Bank of America to buy Countrywide
WASHINGTON (AP) - June 5, 2008 The Fed board approved the deal in a 32-page order issued
Thursday. Countrywide had said previously that it will hold a
special meeting of shareholders on June 25 to approve the proposed
sale.
In its order, the Fed board said that after the proposed deal
Bank of America would remain the largest depository institution in
the country, controlling approximately $773.4 billion in deposits,
which represent 10.9 percent of total insured bank deposits in the
country.
When the deal was first announced in January, Bank of America
said it would pay about $4 billion in an all-stock deal for
Countrywide, exchanging 0.1822 shares of Bank of America for each
share of Countrywide outstanding.
In recent months, some analysts have speculated that the deal
may be completed at a lower price because of further deterioration
in the mortgage market and a continued rise in mortgage
delinquencies and defaults.
Experts have said that the deterioration of the mortgage market
and Countrywide's loan portfolio could lead to costly write-downs
and create a drag on Bank of America's earnings.
But on Monday, Ken Lewis, the chief executive of Bank of
America, told analysts on a conference call that he believed buying
Countrywide was still a good deal even though the housing market
had continued to falter since the deal was announced.
Lewis said he believed that housing conditions would improve by
early next year.
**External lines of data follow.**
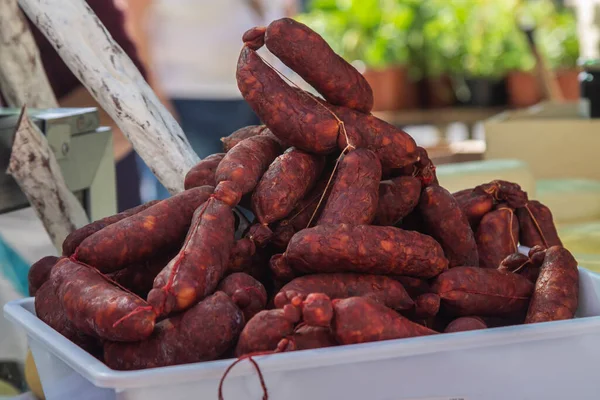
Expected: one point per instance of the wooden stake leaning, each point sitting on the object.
(22, 76)
(108, 73)
(34, 167)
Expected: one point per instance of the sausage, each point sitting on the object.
(317, 310)
(136, 238)
(266, 329)
(381, 250)
(202, 333)
(354, 193)
(361, 320)
(536, 225)
(139, 278)
(289, 178)
(385, 290)
(520, 264)
(413, 286)
(203, 173)
(241, 255)
(308, 337)
(427, 305)
(446, 222)
(497, 236)
(49, 309)
(39, 272)
(74, 239)
(255, 37)
(293, 116)
(243, 133)
(397, 198)
(302, 214)
(246, 292)
(247, 162)
(202, 261)
(557, 289)
(464, 324)
(394, 147)
(305, 52)
(469, 291)
(474, 204)
(99, 308)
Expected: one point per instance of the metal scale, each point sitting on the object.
(84, 152)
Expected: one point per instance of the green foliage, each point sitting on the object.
(477, 38)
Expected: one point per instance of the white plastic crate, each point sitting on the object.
(556, 360)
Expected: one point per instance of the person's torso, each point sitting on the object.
(195, 44)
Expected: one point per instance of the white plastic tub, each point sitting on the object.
(557, 360)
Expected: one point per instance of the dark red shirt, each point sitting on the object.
(61, 79)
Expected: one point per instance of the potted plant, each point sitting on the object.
(560, 45)
(372, 34)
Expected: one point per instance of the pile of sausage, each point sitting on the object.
(353, 241)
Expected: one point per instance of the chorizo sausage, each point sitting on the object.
(556, 291)
(139, 278)
(309, 55)
(293, 116)
(397, 198)
(74, 239)
(136, 238)
(246, 292)
(464, 324)
(536, 225)
(365, 249)
(39, 272)
(362, 320)
(354, 193)
(446, 222)
(307, 337)
(247, 161)
(49, 309)
(413, 286)
(474, 204)
(266, 329)
(385, 290)
(289, 178)
(203, 173)
(394, 147)
(469, 291)
(202, 333)
(497, 236)
(201, 263)
(97, 307)
(243, 133)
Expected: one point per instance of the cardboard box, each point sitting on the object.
(554, 139)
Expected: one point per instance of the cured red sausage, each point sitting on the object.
(136, 238)
(446, 222)
(354, 194)
(305, 52)
(397, 198)
(202, 333)
(365, 249)
(556, 291)
(75, 238)
(203, 173)
(97, 307)
(293, 116)
(537, 226)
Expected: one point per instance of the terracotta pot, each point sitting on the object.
(568, 80)
(392, 89)
(439, 91)
(523, 89)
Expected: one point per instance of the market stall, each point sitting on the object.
(358, 276)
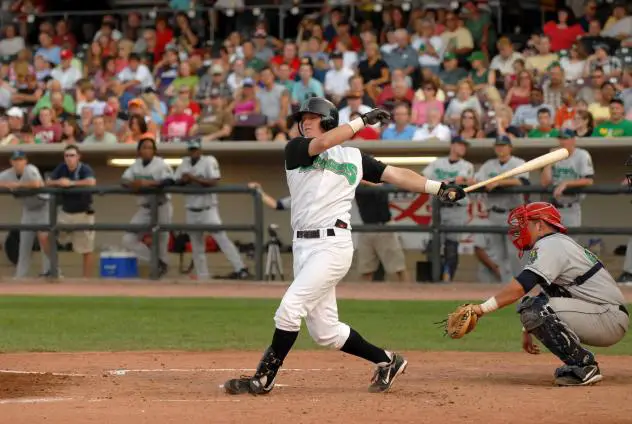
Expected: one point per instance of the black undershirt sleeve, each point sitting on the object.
(297, 153)
(372, 169)
(529, 279)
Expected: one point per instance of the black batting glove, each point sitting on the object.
(451, 193)
(376, 116)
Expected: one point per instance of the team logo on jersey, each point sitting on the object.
(533, 255)
(346, 169)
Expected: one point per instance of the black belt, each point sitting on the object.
(499, 210)
(311, 234)
(149, 206)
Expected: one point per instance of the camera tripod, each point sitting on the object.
(274, 263)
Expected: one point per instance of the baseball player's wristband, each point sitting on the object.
(490, 305)
(356, 125)
(432, 187)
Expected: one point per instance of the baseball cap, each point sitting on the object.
(18, 154)
(567, 133)
(459, 139)
(476, 56)
(66, 54)
(15, 112)
(503, 140)
(194, 145)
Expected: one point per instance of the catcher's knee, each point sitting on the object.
(531, 310)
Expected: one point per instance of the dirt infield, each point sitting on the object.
(315, 387)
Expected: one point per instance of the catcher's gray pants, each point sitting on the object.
(133, 241)
(198, 246)
(595, 325)
(27, 238)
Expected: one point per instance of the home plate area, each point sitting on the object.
(315, 386)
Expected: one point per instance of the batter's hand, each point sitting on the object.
(376, 116)
(528, 345)
(450, 193)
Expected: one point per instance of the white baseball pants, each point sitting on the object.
(319, 264)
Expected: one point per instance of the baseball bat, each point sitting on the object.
(532, 165)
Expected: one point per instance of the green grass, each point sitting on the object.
(114, 324)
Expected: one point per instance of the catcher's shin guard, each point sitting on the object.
(539, 319)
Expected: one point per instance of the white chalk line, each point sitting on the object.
(58, 374)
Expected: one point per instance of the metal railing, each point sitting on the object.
(437, 229)
(153, 227)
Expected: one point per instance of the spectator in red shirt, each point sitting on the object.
(48, 131)
(179, 124)
(164, 36)
(366, 133)
(289, 57)
(564, 32)
(344, 34)
(62, 36)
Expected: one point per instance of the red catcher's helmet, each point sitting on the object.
(519, 217)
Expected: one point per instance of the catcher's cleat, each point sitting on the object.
(577, 376)
(385, 376)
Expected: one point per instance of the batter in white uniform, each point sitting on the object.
(575, 171)
(499, 205)
(322, 177)
(147, 171)
(200, 170)
(35, 211)
(452, 169)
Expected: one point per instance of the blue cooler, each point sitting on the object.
(118, 265)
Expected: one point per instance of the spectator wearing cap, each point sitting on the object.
(76, 208)
(617, 125)
(610, 65)
(456, 39)
(99, 134)
(166, 71)
(216, 121)
(289, 57)
(526, 116)
(48, 50)
(337, 79)
(213, 80)
(503, 62)
(403, 57)
(65, 73)
(545, 128)
(136, 75)
(428, 44)
(262, 51)
(451, 73)
(354, 104)
(274, 100)
(565, 31)
(401, 129)
(307, 86)
(553, 86)
(543, 59)
(433, 128)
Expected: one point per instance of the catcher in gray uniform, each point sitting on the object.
(579, 300)
(149, 171)
(23, 175)
(200, 170)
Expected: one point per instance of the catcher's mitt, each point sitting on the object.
(460, 322)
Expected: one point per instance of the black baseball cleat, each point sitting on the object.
(385, 376)
(262, 382)
(577, 375)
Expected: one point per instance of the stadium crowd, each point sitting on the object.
(442, 72)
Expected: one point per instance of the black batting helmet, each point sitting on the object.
(318, 106)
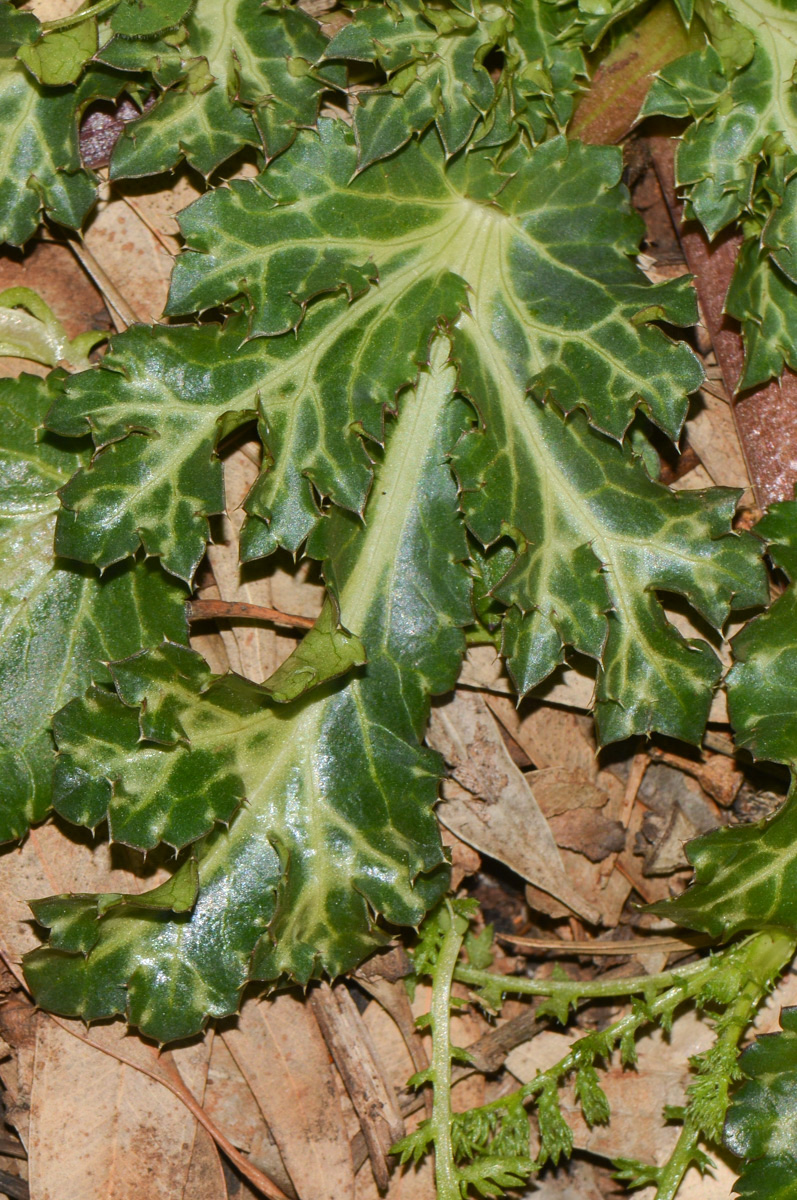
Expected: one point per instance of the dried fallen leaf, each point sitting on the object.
(463, 731)
(129, 1138)
(281, 1054)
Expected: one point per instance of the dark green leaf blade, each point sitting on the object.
(598, 538)
(761, 1125)
(184, 779)
(574, 303)
(762, 683)
(41, 162)
(243, 77)
(747, 876)
(58, 621)
(339, 823)
(144, 18)
(58, 58)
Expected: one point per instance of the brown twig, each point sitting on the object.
(766, 417)
(593, 947)
(121, 313)
(169, 1077)
(239, 610)
(636, 774)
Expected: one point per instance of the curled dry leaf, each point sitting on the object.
(129, 1137)
(281, 1054)
(493, 799)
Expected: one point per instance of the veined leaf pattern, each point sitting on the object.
(336, 825)
(738, 161)
(745, 876)
(59, 622)
(243, 77)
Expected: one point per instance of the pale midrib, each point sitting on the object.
(22, 120)
(300, 369)
(773, 28)
(402, 473)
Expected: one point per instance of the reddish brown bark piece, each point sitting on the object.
(621, 83)
(766, 418)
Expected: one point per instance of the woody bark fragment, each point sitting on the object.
(766, 418)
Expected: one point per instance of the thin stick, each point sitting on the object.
(238, 610)
(121, 313)
(637, 887)
(588, 947)
(148, 225)
(171, 1079)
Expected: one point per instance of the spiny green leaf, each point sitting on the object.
(337, 825)
(29, 329)
(162, 767)
(58, 58)
(40, 162)
(433, 60)
(761, 1125)
(747, 875)
(576, 316)
(58, 621)
(765, 301)
(737, 160)
(556, 1135)
(243, 77)
(762, 683)
(73, 921)
(144, 18)
(599, 538)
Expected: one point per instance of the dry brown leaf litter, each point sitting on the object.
(267, 1086)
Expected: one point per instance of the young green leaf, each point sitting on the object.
(58, 58)
(761, 1125)
(59, 622)
(337, 826)
(29, 329)
(745, 876)
(241, 77)
(41, 162)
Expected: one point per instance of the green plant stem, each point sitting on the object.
(761, 955)
(445, 1173)
(767, 961)
(595, 989)
(95, 10)
(678, 1162)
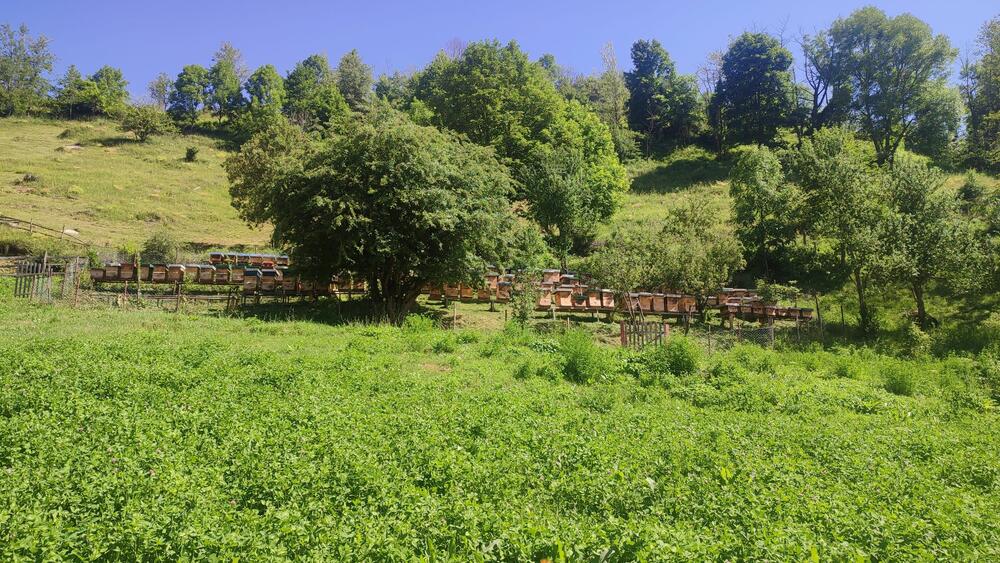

He said that Countrywide and its professional
sales force would give the bank a boost as it pushes to increase
market share in the mortgage sector.
In a statement commenting on the Fed decision, Bank of America
said that it expected the sale to close in the July-September
quarter.
"This transaction represents a rare opportunity for Bank of
America to significantly gain market share in the mortgage
business, allowing it to expand in a cornerstone financial
product," Lewis said in a statement.